Keep Testing While Developing

This technique cannot be overemphasized. Always test your code after an incremental development. Don’t write pages of code and only then test it. Test the script whenever you have a new feature, function, algorithm, or any other complete chunk that can be tested by itself. The edit-save-switch-reload sequence is relatively fast and not as painful as compiling the code all over again, although this technique is very useful in a compiled language development environment as well.

Evaluate Expressions Outside Your Source

Instead of printing variable contents via an alert box, it is much faster to evaluate certain expressions in an independent, isolated environment such as a separate document you write with a few text or textarea objects in it. You can also use the internal javascript: URL for testing out expressions. This technique is especially recommended for beginners who need to gain confidence in their knowledge of what different methods (such as string, math, and date) yield.

Test Your Functions Outside Your Source

The same arguments presented above for expressions are applicable to functions as well. It is much easier to debug a function in an independent, isolated environment than inside a complex scripted document. Develop your function in a separate document that includes the minimum number of user interface elements you need for the testing. Of course, you will find it more and more difficult to develop your functions in isolation, because they are usually tied to numerous objects in the original document.

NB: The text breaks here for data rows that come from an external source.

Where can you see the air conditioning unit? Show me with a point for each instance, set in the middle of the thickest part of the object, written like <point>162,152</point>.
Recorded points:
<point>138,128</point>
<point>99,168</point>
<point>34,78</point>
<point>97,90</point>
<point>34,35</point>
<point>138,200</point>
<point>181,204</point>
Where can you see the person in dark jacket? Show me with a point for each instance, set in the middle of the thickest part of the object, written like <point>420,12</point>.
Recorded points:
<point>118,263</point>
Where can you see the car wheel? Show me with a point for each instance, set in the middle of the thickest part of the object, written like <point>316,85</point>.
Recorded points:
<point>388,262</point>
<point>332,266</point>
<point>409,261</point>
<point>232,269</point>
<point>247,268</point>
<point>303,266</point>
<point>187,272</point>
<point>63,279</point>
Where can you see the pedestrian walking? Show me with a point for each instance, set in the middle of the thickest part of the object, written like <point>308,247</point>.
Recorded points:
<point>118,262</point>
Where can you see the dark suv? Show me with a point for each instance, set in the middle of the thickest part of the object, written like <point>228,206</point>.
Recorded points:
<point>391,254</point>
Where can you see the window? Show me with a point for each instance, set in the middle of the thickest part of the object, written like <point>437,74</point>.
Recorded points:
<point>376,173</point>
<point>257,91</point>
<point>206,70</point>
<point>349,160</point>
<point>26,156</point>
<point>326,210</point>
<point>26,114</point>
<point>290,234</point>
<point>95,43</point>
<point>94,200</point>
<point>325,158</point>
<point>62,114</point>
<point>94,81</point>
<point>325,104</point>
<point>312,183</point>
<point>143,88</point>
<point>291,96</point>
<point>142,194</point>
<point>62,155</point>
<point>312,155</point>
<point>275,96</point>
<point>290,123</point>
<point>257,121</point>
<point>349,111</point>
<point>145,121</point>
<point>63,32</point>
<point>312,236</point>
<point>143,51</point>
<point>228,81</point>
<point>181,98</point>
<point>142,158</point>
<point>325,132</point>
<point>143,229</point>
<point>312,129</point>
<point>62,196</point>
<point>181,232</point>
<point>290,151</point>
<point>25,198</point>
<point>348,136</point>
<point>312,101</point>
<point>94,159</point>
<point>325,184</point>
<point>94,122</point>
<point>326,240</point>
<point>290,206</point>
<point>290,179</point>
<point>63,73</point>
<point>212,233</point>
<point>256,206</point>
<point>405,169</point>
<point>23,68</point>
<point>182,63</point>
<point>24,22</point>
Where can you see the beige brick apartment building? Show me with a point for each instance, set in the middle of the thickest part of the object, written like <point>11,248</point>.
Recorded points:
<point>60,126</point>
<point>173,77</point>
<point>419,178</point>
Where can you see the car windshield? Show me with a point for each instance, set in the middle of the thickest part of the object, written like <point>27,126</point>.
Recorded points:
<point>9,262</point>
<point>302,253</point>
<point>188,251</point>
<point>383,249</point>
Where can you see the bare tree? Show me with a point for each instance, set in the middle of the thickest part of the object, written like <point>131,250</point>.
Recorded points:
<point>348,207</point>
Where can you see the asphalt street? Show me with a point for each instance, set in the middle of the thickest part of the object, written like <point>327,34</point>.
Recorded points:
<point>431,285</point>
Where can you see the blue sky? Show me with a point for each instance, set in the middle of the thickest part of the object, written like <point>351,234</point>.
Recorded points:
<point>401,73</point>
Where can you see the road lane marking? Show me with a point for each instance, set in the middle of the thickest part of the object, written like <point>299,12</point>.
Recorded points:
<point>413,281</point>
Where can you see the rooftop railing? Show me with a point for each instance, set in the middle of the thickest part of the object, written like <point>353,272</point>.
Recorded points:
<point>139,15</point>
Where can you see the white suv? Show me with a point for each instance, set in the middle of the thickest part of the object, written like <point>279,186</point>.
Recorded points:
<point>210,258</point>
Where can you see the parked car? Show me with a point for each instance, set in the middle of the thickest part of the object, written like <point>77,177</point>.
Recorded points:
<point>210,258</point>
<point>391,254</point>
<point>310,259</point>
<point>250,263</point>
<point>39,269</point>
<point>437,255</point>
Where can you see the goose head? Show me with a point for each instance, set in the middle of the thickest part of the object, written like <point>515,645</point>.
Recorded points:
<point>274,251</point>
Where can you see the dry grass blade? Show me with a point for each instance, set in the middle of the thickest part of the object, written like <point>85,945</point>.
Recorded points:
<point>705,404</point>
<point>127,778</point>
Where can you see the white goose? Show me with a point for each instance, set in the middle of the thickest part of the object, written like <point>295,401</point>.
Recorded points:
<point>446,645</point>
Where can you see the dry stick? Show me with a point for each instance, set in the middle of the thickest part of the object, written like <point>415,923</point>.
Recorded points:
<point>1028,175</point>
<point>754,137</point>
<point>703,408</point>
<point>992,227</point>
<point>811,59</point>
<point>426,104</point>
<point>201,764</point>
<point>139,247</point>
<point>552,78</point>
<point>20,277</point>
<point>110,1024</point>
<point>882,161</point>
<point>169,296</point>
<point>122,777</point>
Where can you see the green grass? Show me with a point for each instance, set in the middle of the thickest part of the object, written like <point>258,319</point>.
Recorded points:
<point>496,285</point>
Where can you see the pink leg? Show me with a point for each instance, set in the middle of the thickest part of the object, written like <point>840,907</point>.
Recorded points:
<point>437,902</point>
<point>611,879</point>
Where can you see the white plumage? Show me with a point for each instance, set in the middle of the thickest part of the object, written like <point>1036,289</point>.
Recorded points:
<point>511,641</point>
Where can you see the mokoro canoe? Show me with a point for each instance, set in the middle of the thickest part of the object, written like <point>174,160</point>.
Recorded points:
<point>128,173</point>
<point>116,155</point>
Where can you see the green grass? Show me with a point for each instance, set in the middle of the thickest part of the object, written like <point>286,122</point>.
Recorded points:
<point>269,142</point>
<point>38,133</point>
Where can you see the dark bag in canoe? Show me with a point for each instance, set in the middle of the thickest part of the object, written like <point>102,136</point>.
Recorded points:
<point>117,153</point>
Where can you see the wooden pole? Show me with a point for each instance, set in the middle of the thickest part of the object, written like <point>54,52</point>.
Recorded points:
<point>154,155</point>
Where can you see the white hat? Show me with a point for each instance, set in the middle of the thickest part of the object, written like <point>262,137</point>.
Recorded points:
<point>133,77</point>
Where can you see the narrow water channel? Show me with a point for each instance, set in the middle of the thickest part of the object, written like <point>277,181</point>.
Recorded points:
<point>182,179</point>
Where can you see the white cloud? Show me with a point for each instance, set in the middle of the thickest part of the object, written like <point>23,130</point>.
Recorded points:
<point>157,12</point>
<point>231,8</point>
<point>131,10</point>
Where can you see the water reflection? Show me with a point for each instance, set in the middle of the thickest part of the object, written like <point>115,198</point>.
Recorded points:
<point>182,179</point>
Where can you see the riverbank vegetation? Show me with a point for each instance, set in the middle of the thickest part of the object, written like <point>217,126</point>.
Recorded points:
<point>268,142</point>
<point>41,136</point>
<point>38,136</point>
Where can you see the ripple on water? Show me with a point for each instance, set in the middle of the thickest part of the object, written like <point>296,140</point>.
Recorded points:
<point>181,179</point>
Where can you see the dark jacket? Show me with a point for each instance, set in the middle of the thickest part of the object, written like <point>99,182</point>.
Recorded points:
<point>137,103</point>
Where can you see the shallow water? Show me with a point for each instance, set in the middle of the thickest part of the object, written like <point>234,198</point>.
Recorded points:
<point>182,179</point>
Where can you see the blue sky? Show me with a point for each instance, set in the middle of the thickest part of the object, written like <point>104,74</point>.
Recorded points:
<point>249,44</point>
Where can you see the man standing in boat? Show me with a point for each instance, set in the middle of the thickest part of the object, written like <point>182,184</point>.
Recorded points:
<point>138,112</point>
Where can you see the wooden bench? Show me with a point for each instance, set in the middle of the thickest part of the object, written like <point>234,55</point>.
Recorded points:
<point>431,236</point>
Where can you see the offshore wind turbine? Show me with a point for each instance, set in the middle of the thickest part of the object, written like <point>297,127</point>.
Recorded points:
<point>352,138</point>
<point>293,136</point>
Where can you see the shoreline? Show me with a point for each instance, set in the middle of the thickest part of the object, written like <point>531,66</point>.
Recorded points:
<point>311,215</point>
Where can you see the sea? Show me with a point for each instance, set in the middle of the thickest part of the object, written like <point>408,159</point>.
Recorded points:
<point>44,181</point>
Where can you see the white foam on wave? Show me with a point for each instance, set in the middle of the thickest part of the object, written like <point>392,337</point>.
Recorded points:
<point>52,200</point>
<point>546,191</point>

It will encourage you, though, to develop much more generalized functions that have fewer ties to the environment.

Testing Your Script

Writing JavaScript is development and should be treated as such when you come to test your piece of art. Management bodies of development projects often allocate 50% of the resources for testing. You should anticipate similar proportions in your own work plans.

Making a script robust for the World Wide Web audience is not an easy task and should not be taken lightly. You have to anticipate what the user can do at any point and make sure your code handles it correctly. You should not make any assumptions on either the sequence of operations the user is going to follow or the type of data the user is going to enter into forms. You should assume, on the contrary, that the user is not going to follow your instructions (accidentally or intentionally). The user will enter characters in numeric fields, and will fill the form bottom up. Your script should handle all weird and incorrect data, giving the proper feedback to the user. If a form field accepts character values only, give the user an error message. Make sure your script does not crash the system if the input is not valid. Specifically check for the following items:

  • Unexpected reloading. Check how it affects the relationship between frames.
  • Suspending a document loading. Does it affect your script?
  • Bad data. Does the script crash when the data is not valid?

Test your pages extensively and on as many browsers as you can. Users expect the same robustness from your script as from the most professional software published on earth.


In this chapter, we gave some tips for debugging JavaScript scripts. We first listed common error messages, and explained what they mean and how you can use them to find bugs. We also provided some manual debugging techniques, which are very important in JavaScript, because, in contrast to other languages, it does not come with a debugger.